Most grocery stores have pickling salt. You can use that.


----------



## weedygarden (Apr 27, 2011)

RUN1251 said:


> I keep seeing different situations, such as tanning or canning, where I need to use salt without iodine but all the places where I can find bulk salt such as CostCo or Sams only sell iodine salt. Any suggestions where to purchase large quantities of salt without iodine? I thought about buying rock salt but then I would have to grind it and I don't have that capacity.


There are hundreds of varieties of salt out there now. The nutrients in sea salts are supposed to be good for us, but some of those are outrageously priced. I am always looking in the reduced bins and find odd ball salts there sometimes.

I see salt without iodine at my local grocery stores. Walmart might have it, I am not sure. I bought some for salt clay last fall.

What do you need salt without iodine for?


----------



## *Andi (Nov 8, 2009)

weedygarden said:


> There are hundreds of varieties of salt out there now. The nutrients in sea salts are supposed to be good for us, but some of those are outrageously priced. I am always looking in the reduced bins and find odd ball salts there sometimes.
> 
> I see salt without iodine at my local grocery stores. Walmart might have it, I am not sure. I bought some for salt clay last fall.
> 
> What do you need salt without iodine for?


tanning or canning... Per the OP


----------



## OldCootHillbilly (Jul 9, 2010)

Brinin meats best be done with non-iodized salt er it can getta "tinny" taste ta it. I get big bags a salt at the farm store perty cheap.


----------



## dixiemama (Nov 28, 2012)

Amish stores. Our local one has both in 5lb bags.


----------



## weedygarden (Apr 27, 2011)

*He/she had a relatively short post*



*Andi said:


> tanning or canning... Per the OP


And somehow I missed it. It was there!
Thank you.


----------



## cowboyhermit (Nov 10, 2012)

Most salt for livestock has iodine added although this depends on where you live.
Ice melting salt is the cheapest up here but like mentioned it is coarse, works fine for tanning in my experience.


----------



## weedygarden (Apr 27, 2011)

Cotton said:


> You can buy salt in 50lb bags and salt blocks at farmers co-ops etc... A grain grinder is a must for a prepper. There are many ways to bust and grind salt.
> 
> You can even buy it with specific mineral content...

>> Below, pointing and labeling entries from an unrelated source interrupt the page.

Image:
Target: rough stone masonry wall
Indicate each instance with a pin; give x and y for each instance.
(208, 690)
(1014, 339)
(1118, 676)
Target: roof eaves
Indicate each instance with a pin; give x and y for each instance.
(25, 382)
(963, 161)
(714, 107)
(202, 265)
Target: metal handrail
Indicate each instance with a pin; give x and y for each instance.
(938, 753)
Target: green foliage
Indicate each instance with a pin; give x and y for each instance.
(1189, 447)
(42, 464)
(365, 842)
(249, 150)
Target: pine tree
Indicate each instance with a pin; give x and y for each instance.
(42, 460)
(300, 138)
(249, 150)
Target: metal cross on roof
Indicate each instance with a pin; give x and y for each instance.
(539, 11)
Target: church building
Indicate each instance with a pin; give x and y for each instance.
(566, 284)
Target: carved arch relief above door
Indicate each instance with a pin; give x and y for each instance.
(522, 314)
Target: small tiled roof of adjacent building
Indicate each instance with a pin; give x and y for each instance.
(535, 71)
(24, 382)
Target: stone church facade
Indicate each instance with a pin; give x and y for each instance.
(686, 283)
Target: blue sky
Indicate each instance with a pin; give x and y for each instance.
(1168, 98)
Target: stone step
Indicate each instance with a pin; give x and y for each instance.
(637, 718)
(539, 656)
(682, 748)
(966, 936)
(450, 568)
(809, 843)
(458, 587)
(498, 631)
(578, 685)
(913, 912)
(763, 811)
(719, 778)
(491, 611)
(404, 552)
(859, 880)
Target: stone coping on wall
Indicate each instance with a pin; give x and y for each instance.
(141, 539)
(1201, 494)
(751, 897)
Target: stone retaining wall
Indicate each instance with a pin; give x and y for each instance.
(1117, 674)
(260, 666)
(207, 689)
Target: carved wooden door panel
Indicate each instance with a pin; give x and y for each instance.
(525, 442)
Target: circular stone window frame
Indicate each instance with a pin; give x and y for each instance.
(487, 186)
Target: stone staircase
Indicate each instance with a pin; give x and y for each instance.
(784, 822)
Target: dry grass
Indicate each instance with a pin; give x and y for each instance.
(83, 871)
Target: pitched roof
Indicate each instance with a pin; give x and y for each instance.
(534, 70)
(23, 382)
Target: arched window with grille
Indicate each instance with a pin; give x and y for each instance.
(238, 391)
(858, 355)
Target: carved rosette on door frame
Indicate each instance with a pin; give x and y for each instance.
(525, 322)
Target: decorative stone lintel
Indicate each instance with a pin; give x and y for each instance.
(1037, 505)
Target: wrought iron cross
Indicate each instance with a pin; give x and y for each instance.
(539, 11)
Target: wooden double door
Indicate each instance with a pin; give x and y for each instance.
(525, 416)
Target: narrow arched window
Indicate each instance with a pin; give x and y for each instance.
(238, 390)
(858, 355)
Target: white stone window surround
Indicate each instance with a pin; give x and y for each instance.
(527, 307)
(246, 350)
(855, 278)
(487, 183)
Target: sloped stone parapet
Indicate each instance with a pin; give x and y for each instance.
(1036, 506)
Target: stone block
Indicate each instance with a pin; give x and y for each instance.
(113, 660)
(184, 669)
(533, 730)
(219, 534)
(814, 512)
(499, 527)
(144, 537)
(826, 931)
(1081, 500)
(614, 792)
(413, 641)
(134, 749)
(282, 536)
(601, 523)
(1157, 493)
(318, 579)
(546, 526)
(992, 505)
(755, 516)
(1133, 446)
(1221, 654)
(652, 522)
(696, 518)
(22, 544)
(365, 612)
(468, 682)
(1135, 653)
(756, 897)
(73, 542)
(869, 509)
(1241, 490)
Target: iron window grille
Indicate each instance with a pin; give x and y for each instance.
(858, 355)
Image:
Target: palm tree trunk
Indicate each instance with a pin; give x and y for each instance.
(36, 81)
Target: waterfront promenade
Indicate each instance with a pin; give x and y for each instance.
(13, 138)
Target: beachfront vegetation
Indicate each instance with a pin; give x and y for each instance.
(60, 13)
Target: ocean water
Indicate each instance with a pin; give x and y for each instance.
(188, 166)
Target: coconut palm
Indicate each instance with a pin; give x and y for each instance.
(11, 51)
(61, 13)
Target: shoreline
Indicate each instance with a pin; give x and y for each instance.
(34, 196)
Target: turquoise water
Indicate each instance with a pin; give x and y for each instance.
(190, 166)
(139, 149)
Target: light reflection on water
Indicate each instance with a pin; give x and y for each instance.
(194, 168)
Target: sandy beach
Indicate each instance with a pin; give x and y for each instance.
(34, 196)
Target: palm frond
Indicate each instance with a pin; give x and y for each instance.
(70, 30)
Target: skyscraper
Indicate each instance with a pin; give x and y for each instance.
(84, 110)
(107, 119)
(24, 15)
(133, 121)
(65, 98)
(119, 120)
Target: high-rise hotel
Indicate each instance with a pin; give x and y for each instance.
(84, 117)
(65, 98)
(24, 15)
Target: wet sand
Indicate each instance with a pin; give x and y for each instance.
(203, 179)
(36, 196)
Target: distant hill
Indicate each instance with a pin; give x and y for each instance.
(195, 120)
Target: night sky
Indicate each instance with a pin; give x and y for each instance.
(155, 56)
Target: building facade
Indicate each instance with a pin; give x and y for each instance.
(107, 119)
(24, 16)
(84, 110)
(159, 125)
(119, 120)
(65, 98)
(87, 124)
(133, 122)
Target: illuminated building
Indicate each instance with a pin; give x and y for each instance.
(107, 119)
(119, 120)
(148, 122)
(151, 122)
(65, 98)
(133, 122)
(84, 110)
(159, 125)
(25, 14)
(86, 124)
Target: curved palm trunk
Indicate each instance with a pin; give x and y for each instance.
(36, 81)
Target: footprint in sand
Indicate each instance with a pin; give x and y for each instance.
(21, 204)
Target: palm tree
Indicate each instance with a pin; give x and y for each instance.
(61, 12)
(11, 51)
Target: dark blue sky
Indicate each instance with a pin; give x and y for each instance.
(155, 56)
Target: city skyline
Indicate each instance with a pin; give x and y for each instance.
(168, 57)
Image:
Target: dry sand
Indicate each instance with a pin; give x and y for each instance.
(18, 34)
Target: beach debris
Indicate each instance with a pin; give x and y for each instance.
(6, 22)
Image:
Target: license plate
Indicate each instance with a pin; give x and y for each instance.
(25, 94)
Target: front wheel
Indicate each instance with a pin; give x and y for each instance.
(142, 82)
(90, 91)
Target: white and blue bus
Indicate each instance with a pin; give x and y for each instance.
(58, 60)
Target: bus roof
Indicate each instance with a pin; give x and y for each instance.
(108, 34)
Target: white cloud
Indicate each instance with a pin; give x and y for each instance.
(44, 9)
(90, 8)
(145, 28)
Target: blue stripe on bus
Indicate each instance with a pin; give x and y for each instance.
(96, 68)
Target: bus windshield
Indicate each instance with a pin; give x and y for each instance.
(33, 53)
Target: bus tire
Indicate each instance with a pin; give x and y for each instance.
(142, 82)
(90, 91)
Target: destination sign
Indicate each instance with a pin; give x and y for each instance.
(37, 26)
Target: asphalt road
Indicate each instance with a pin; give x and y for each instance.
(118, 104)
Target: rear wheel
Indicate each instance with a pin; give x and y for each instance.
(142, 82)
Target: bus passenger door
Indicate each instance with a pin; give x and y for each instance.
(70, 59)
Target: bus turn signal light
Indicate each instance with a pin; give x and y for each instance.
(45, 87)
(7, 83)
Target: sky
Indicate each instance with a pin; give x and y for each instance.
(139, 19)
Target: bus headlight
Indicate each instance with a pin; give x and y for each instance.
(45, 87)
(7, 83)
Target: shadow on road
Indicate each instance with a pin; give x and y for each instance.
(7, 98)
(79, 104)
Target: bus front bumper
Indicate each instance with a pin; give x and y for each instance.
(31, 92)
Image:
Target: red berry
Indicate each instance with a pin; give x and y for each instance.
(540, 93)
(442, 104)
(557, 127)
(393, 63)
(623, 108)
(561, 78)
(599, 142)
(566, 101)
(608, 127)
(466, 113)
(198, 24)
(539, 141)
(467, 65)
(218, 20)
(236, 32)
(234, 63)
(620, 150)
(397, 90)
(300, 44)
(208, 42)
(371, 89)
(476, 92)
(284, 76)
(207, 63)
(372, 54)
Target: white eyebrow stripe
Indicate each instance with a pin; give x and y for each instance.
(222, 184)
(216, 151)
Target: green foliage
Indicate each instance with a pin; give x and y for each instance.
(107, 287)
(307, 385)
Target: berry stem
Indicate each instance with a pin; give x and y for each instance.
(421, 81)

I just saw an art exhibit "Court to Café: Three Centuries of French Masterworks from the Wadsworth Atheneum." One of the pictures was a still life. The audio talked about a mortar and pestle being used to pulverize salt.

A grain grinder is a good possibility to use to grind salt into a usable size, but I thought the idea of using a mortar and pestle to break up salt was probably common for many centuries. Just a thought that a mortar and pestle is a tool for our kitchens when we might not have power. I know I have seen them in kitchens, I have just never found a reason to own one.


----------



## crabapple (Jan 1, 2012)

mortar & pestle are great for small jobs & fresh herbs when cooking.
But I am with Cotton, the electric grinder with a manual handle is great thing to have.
Mandoline is a manual food processor 
Mandoline is an up grade from a knife & cutting board
A whisk is a manual blender
Grinding a grain between two stone, one flat & the other shaped like a rolling pin would take up to much time.
That with out AC.
So any grinder, short of a water or mule ran grits/corn mill is a good thing.
Sorry I am off subject.


----------



## razorback (Jul 17, 2012)

Double Check the salts at Sams ours has both. The 50# bags are labeled Table Salt but iodine is not listed in the ingredients, then they have the 4# boxes of iodized salt where it is listed in the ingredients. I'm getting both just in case.


----------



## ddowell73 (Nov 11, 2013)

*Salt Pellets*

What about those 40lb bags of salt pellets used for water softeners. As long as there are no additives, why not use this for food preservation and the like?


----------